Piqua construction, consolidation would include 3 new schools

State funds would contribute 47 percent of cost

PIQUA — Piqua City Schools’ supporters are calling the Ohio School Facilities Commission offer to pay 47 percent of the bill for three new elementary schools the community’s “opportunity of a lifetime.”

To allow the planning and construction of new buildings to move forward, the district first needs voter approval of a 4.92-mill construction and maintenance bond issue on the Nov. 8 ballot. The bond issue would cost the owner of a $100,000 home $150.68 per year. The construction of new PK-3 buildings at the sites of Springcreek and Washington schools and a new intermediate (grades four through six) building on the site of the former Piqua Memorial Hospital would allow the district to consolidate eight structures. A state grant would allow the city to remove the former hospital before turning the property over to the schools. OSFC money would be used to remove the school buildings that no longer would be needed.

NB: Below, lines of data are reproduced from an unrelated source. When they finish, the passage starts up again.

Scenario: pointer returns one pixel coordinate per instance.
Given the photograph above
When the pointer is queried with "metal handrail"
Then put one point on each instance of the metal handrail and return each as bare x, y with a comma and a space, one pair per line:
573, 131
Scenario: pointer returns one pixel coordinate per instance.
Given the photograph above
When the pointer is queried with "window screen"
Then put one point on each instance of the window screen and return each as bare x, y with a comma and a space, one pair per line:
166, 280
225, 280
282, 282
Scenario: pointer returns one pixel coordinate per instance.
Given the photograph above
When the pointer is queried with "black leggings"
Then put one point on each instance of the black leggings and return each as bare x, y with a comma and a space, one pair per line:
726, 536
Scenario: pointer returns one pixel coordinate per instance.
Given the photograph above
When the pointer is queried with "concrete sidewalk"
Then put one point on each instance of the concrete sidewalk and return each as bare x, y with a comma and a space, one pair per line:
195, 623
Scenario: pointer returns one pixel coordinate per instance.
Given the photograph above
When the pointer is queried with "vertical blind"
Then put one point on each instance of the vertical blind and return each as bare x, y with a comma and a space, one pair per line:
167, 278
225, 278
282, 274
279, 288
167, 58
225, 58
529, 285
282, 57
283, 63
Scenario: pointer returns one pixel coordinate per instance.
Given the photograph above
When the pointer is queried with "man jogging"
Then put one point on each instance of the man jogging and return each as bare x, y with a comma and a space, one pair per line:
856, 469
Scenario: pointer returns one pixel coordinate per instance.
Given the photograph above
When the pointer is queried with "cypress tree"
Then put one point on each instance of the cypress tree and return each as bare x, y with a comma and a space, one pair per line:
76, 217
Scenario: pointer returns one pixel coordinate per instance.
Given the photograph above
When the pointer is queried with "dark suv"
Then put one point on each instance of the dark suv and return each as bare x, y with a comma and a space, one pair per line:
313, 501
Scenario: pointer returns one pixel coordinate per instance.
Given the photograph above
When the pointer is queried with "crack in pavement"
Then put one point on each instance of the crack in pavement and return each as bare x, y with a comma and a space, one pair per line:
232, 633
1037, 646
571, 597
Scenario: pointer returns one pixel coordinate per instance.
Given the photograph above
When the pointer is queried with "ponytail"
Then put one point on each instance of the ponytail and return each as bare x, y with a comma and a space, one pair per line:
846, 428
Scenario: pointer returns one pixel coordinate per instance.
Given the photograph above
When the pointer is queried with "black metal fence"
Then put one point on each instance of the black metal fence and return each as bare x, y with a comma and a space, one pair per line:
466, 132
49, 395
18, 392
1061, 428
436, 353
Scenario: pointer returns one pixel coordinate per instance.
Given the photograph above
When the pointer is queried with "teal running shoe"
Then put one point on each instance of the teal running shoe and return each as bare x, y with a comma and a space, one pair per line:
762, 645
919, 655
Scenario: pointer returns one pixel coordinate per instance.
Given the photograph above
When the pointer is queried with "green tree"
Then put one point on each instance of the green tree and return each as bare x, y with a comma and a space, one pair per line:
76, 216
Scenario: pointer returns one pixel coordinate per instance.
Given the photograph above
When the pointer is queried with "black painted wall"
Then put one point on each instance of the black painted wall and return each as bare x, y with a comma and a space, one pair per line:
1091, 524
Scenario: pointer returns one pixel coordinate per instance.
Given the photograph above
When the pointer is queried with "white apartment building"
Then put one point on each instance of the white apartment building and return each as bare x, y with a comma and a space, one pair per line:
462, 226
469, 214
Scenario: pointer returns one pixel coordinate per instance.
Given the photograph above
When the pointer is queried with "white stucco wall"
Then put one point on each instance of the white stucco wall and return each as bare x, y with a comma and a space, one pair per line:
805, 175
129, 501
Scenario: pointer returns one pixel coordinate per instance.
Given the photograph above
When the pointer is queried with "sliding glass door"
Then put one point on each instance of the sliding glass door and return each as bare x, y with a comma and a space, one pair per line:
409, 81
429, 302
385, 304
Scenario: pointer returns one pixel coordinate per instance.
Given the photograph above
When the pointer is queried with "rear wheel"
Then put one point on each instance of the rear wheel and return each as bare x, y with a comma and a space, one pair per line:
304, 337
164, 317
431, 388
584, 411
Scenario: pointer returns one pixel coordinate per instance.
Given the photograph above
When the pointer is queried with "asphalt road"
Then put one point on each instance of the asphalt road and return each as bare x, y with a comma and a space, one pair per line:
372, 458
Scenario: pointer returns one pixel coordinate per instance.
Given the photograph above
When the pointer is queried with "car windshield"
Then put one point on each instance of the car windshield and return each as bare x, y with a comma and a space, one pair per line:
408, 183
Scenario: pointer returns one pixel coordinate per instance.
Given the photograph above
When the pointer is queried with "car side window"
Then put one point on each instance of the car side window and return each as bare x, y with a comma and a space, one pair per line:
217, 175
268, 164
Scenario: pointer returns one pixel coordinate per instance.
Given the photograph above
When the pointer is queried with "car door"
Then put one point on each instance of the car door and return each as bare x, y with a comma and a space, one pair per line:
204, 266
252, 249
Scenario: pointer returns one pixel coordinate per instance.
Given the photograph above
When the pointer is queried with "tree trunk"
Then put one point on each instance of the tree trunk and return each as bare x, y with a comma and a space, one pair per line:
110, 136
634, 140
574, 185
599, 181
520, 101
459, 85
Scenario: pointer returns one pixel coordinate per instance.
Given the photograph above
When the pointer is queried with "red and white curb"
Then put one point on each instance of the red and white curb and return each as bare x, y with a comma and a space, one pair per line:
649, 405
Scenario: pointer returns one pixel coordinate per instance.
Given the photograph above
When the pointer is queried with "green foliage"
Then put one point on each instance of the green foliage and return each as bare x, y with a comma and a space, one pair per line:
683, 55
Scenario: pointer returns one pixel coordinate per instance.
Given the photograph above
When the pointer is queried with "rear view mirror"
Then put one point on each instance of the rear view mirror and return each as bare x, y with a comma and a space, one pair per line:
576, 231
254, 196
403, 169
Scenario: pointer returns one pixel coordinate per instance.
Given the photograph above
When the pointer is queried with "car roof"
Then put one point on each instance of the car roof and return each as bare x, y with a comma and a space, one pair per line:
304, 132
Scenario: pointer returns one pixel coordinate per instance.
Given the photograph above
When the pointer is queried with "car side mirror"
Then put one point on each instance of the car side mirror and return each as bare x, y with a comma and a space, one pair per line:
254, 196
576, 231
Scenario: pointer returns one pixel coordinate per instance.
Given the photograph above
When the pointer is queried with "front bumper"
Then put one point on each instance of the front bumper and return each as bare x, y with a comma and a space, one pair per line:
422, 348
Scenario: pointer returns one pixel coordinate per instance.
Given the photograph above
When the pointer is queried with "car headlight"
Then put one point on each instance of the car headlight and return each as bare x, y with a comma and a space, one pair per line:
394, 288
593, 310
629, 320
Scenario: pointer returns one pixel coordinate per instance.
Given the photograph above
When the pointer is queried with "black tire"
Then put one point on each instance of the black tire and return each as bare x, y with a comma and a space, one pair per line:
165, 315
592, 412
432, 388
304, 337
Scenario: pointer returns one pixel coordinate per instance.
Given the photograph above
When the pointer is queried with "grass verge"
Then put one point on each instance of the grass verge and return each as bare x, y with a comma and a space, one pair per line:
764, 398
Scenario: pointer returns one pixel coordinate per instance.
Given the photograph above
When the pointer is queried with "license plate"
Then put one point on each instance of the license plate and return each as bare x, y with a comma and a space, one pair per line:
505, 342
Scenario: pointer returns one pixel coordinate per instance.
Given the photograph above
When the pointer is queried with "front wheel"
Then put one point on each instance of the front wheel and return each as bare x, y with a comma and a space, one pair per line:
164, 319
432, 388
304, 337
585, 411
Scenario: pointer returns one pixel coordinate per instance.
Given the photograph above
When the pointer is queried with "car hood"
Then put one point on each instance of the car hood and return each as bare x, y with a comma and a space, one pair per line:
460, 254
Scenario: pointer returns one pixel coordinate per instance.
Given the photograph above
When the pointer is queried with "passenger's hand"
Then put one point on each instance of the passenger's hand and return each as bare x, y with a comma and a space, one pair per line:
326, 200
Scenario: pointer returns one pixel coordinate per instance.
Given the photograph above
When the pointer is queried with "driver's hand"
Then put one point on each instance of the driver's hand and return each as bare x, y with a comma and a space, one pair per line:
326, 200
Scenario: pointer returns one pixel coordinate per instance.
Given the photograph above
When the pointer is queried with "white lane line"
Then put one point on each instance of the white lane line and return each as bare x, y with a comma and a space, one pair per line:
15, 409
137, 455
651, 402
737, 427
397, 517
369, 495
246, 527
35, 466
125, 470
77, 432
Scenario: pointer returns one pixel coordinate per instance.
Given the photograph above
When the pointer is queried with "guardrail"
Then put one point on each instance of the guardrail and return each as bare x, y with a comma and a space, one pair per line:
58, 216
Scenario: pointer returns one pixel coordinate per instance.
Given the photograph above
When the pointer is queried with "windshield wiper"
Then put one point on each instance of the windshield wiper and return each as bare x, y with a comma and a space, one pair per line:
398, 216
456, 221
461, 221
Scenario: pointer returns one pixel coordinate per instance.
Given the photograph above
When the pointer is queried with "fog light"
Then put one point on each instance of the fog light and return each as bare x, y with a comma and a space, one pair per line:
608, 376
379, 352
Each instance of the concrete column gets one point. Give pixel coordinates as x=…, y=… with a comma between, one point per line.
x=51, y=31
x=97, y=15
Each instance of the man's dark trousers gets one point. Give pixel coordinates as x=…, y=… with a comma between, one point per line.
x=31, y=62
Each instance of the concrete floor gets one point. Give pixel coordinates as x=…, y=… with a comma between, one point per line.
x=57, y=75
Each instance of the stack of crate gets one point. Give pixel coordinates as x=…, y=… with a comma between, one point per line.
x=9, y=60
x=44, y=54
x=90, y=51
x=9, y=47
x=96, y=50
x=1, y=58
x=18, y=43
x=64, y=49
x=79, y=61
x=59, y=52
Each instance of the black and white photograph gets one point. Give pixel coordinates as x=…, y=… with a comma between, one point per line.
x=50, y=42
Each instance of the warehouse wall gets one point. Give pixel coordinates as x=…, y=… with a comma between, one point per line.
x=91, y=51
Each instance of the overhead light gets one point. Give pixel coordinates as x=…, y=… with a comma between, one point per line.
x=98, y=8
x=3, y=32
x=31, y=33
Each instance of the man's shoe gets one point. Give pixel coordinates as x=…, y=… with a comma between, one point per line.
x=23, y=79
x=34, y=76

District Superintendent Rick Hanes said the consolidation and new construction would save the district millions of dollars now incurred to run and maintain the existing elementary schools, some dating to the 1920s. The estimated cost to renovate all of the schools to be replaced in consolidation and construction was more than $59 million, while the new construction is around $55 million. The district’s other buildings are the high school, built about 30 years ago, and the junior high, which is about 10 years old.

“Our staff is doing a great job of making do with the old, but it is catching up with us. There is only so much you can do,” Hanes said.

Molly Hay, Springcreek Elementary principal, said lack of an elevator in the 1922 building means a parent or grandparent usually is turned away from any public event held in the upstairs auditorium.

She showed visitors around the school where walls are crumbling. Classrooms are warm on a nearly 80-degree fall day and crowded as students are joined by computers and other technology not around when the building was new.

“The students of Piqua deserve an opportunity with the best environment, the best facilities,” Hay said.

“It comes down to what we share with people: Pay a little now or continue to pay to maintain our buildings. Eventually, something is going to have to be done. And, when it is done, you will be paying a lot later because the state is not going to pay 47 percent,” Hanes said. “It is pay a little now, or pay a lot more later.”